The advantages of utilizing these techniques are simplicity and turnaround time. Each full show recording is usually available to the public within hours of the final note, sometimes minutes if the internet connection is fast enough. The disadvantages may include instrument level issues, imbalances due to stage volume, missed mix cues, improper EQ, etc.
Steps Along The Way
However, there are some modified techniques that allow flexibility in post-production but are faster and more streamlined than recreating a full mix from multitracks. I didn’t know it was called Stem recording when I did it, but in the early days of digital recording, I hauled a new-fangled Alesis ADAT 8-track recorder to a bunch of shows I was mixing for an Americana band.
While touring with them in the late 1990s, most analog consoles I came across had eight group outputs in addition to the stereo output. I was able to create a good mix for the house using just the stereo bus, so I used the eight groups to record three stereo and two mono groups, post fader, to be remixed later in a controlled environment: drums and bass together on stereo group 1 and 2, acoustic guitar on 3, banjo on 4, vocals on 5 and 6, and FOH mics on 7 and 8.
When ready to remix, I had control over the level of these Stems, which were already recorded with EQ, dynamics and fader moves. So if the guitar was low in the live mix, I could properly balance the Stem mix without having to remix the whole show. This technique can easily be adapted to fit the number of recording tracks that are available.
Fast forward to the present: recently I was asked to provide Stem mixes of an Umphrey’s McGee show for a Dolby Atmos project. I created 16 stereo Stems that included six musicians – four who sing – a four-piece horn section, and three pairs of audience mics. We captured the performance using the new Sound Devices 970 recorder, printing 64 tracks of 24/48 digital audio via (Audinate) Dante.
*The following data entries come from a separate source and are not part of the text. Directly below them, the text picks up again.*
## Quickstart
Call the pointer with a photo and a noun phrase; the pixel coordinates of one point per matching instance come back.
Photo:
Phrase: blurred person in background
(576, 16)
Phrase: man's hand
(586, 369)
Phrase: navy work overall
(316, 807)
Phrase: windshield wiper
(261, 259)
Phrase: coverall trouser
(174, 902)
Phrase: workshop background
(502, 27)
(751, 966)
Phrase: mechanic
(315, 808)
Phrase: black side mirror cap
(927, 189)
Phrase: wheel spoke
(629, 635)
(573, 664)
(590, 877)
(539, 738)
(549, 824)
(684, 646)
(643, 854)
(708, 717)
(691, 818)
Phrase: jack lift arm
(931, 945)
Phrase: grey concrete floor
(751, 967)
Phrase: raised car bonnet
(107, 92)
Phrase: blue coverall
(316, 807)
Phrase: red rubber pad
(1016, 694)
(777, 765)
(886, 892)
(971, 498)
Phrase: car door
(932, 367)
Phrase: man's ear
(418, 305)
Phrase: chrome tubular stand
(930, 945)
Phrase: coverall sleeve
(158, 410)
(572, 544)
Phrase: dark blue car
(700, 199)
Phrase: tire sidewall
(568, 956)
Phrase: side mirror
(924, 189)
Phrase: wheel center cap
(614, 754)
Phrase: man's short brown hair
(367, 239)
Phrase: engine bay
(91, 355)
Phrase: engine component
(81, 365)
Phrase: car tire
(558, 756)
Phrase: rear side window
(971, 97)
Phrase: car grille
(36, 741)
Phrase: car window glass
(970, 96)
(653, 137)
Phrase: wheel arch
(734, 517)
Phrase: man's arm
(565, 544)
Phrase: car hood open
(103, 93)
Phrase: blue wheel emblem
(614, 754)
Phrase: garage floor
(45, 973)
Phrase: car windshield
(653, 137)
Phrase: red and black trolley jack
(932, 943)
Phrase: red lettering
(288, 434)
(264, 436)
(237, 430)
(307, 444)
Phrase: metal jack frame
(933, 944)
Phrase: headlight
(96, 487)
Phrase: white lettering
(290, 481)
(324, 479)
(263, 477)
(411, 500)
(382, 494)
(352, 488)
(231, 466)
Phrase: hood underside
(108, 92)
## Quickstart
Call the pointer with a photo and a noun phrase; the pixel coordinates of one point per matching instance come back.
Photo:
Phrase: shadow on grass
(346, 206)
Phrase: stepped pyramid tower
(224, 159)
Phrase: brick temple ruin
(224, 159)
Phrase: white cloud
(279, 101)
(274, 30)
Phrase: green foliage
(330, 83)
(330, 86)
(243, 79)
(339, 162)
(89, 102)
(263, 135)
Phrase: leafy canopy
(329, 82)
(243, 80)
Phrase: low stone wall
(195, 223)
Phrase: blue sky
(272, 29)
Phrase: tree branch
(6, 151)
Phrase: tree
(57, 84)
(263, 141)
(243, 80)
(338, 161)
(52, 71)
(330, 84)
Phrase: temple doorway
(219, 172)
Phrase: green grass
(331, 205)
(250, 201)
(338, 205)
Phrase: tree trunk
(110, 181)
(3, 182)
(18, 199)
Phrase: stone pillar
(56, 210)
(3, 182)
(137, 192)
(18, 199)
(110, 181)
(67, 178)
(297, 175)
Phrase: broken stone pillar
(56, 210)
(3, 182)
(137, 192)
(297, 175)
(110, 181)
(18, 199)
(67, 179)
The data is stored on dual solid-state hard drives with multiple stages of redundancy. Those files were sent to the video facility for remixing, and the resulting Atmos mix is amazing. The whole performance, from the soaring of the music to the ballet of my fader moves, was captured with total immersion. The Atmos engineer only had to concentrate on level and spatial placement of those Stems, instead of recreating the mix from 96 raw tracks.
Producing a quality recording of performances and their accompanying mixes is now easier than ever. Creative grouping and routing, combined with the use of ambient microphones placed onstage or at FOH, can result in some stellar live recordings that require little to no post processing.